ABD – Öncü İmalat PMI; Ağustos ayında öncü rakamı 58.0 olarak 4 yılın zirvesinde açıklanan ABD’nin imalat PMI datası, sonrasında ise nihai veri olarak 57.9’a revize edilmişti. Eylül ayına ait bilgiler verecek öncü imalat PMI göstergesi, 29 Eylül ile başlayan hafta içerisinde yayımlanacak ISM Enstitüsü’nün imalat rakamları öncesinde piyasalarda etkili olabilir. Geride kalan hafta açıklanan New York FED imalat endeksinin Eylül ayına ilişkin rakamı yükseliş kaydederken, Philadelphia FED’in hazırladığı üretim datası ise üç sonra ilk kez gerilemişti.
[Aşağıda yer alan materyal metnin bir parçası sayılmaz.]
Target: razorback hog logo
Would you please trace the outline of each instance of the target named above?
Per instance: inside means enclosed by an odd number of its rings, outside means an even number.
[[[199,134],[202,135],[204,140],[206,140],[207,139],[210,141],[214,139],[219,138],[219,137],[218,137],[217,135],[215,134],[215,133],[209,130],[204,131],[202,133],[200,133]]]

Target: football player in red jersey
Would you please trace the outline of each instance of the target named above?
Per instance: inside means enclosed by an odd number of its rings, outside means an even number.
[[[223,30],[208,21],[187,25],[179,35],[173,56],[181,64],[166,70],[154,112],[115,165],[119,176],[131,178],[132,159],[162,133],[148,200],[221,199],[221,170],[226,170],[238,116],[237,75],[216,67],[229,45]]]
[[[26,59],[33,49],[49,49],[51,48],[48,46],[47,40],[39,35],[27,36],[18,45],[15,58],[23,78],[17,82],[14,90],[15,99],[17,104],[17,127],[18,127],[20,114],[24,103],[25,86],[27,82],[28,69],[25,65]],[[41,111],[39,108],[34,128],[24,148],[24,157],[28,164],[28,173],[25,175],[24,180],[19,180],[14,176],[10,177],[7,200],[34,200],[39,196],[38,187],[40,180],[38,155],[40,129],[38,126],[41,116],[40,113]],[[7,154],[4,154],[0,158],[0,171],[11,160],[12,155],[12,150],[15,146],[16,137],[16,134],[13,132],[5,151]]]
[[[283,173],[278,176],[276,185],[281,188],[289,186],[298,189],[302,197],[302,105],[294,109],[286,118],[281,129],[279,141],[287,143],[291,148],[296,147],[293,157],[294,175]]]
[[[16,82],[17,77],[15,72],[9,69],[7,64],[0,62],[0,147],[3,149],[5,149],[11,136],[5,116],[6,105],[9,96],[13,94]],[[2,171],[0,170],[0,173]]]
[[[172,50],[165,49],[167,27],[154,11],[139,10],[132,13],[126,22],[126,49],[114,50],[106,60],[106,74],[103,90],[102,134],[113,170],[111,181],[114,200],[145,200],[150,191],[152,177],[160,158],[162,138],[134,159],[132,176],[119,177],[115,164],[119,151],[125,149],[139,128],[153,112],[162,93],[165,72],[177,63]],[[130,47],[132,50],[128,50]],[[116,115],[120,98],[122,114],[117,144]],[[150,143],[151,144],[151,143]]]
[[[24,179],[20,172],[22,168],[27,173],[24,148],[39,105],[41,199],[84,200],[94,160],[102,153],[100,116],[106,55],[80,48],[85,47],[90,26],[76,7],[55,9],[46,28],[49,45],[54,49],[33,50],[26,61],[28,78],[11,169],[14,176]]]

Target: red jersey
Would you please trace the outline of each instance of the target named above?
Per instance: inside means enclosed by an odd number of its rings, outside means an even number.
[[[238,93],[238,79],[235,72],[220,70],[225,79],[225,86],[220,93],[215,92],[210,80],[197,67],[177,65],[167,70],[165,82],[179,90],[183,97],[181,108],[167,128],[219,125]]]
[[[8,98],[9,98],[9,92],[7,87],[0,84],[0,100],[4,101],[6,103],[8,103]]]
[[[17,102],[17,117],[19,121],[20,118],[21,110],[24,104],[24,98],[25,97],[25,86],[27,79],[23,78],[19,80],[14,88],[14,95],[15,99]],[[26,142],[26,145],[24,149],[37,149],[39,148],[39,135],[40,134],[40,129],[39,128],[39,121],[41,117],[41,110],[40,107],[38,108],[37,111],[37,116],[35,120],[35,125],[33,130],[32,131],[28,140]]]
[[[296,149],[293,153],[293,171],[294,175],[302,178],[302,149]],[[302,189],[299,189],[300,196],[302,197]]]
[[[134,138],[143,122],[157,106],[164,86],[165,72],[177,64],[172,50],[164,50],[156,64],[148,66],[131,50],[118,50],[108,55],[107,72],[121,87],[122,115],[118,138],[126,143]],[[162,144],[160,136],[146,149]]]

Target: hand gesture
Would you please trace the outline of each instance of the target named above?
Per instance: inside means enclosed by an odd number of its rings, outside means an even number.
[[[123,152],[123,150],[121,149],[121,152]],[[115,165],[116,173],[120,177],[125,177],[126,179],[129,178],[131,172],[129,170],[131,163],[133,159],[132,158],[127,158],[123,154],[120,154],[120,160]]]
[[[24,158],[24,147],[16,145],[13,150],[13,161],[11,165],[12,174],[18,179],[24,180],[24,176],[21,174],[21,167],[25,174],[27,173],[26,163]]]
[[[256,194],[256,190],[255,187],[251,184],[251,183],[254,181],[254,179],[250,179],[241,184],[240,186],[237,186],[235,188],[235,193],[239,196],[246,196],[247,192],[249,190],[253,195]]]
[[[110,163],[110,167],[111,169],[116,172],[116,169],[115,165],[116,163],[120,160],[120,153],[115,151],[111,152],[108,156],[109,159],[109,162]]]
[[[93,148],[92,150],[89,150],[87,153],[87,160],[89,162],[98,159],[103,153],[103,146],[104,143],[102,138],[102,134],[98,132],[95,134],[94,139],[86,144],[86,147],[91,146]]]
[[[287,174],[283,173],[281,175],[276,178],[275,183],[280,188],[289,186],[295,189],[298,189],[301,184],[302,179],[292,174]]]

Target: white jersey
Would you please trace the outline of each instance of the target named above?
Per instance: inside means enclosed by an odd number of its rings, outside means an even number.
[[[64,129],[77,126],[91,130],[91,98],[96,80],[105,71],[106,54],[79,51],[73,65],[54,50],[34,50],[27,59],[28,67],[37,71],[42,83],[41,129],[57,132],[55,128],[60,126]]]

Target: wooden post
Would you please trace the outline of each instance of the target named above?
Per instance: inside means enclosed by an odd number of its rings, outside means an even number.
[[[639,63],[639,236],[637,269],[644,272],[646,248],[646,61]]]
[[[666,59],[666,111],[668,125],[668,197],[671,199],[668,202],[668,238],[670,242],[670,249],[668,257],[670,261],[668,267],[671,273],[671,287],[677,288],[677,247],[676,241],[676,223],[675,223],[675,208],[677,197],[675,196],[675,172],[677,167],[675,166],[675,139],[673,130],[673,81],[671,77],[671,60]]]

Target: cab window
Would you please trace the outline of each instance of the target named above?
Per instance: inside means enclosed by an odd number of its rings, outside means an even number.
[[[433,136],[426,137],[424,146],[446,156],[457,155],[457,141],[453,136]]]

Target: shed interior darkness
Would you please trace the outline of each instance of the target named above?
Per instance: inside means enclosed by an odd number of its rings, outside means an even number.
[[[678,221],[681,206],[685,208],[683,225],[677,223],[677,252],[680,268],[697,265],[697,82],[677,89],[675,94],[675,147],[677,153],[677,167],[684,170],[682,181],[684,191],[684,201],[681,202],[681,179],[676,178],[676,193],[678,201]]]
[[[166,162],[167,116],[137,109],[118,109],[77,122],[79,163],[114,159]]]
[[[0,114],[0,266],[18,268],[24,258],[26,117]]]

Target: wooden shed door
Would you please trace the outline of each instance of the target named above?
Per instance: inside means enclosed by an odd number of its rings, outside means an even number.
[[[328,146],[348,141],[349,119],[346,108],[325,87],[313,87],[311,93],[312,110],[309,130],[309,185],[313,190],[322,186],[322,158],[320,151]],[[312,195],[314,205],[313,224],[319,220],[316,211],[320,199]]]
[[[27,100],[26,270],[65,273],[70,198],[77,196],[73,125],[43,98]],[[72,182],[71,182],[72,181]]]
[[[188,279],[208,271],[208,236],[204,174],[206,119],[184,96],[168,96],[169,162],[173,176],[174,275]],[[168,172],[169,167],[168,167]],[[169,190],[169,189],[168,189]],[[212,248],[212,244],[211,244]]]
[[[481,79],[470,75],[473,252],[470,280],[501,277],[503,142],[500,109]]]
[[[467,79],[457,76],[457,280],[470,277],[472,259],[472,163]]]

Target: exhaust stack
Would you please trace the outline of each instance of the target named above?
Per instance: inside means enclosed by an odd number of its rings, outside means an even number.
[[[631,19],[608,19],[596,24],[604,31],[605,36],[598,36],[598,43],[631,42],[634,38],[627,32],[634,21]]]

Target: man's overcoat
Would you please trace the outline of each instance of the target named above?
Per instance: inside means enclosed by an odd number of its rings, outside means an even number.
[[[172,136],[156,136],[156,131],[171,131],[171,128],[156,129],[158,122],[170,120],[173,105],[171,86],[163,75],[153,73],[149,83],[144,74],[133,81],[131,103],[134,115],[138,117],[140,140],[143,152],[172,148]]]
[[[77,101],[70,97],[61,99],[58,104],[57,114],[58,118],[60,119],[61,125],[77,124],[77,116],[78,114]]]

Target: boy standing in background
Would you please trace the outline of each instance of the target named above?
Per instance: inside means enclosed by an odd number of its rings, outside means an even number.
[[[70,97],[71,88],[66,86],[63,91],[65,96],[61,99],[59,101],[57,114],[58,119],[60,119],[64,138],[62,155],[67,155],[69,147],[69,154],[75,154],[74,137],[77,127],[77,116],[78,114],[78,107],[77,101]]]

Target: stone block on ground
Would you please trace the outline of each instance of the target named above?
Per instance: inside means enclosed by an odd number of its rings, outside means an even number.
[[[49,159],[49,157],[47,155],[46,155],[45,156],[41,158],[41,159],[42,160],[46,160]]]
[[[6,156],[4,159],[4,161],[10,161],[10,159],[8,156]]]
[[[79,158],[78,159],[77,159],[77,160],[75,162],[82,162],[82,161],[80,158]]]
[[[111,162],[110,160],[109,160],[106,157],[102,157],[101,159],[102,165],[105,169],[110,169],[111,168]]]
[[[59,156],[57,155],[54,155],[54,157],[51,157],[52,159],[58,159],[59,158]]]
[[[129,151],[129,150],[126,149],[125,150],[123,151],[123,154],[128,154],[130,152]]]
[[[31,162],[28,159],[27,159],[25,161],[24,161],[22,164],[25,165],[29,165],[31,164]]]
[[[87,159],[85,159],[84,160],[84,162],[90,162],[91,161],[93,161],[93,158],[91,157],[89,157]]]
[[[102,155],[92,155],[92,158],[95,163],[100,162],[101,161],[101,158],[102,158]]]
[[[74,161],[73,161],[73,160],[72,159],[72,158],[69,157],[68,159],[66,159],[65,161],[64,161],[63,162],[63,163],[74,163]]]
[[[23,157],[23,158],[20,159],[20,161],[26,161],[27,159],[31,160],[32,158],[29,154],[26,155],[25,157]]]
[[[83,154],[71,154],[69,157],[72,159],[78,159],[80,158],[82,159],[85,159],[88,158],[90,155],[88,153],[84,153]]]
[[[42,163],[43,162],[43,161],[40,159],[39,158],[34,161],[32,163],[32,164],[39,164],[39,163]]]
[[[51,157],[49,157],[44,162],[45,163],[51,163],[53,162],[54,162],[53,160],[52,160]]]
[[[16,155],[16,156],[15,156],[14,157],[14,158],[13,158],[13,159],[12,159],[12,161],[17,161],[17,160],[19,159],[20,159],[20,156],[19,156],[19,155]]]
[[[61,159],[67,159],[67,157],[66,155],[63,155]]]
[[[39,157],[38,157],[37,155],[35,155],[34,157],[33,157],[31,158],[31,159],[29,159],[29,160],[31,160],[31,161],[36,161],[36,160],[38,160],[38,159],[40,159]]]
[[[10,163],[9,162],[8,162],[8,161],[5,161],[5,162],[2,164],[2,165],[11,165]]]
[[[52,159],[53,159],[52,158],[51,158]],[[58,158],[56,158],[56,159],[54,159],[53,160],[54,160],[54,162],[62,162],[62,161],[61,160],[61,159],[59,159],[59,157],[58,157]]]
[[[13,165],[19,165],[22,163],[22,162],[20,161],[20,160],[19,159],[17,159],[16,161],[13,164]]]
Açıklanacak olan öncü imalat PMI verisinin beklentinin altında kalması Dolar’da düşüşlere yol açabilecekken, tahminleri aşacak datalar ABD’nin para birimine yükselişler için zemin oluşturabilir.

Euro Bölgesi – Almanya IFO İş Ortamı Endeksi; Alman Information and Forschung Enstitüsü tarafından hazırlanan iş ortamı endeksi, Euro Bölgesi’nin en büyük ekonomisine sahip olan Almanya’ya ilişkin önemli bilgiler verdiği düşünülen makro-ekonomik göstergeler arasında bulunmaktadır. Yapılan bir anket sonucu oluşturulan endeks, son dört aydır düşüş kaydederken, Euro Bölgesi’ndeki zayıf ekonomik aktiviteler ve Ukrayna’daki çatışmaların getirdiği belirsizliği yansıttı. Bu kez Eylül ayına ait bilgiler verecek endeksin beklentinin altında kalması halinde Euro’da kayıplar izlenebilecekken, öngörülen rakamı aşacak datalar kıtanın ortak para biriminde yükselişlere destek olabilir.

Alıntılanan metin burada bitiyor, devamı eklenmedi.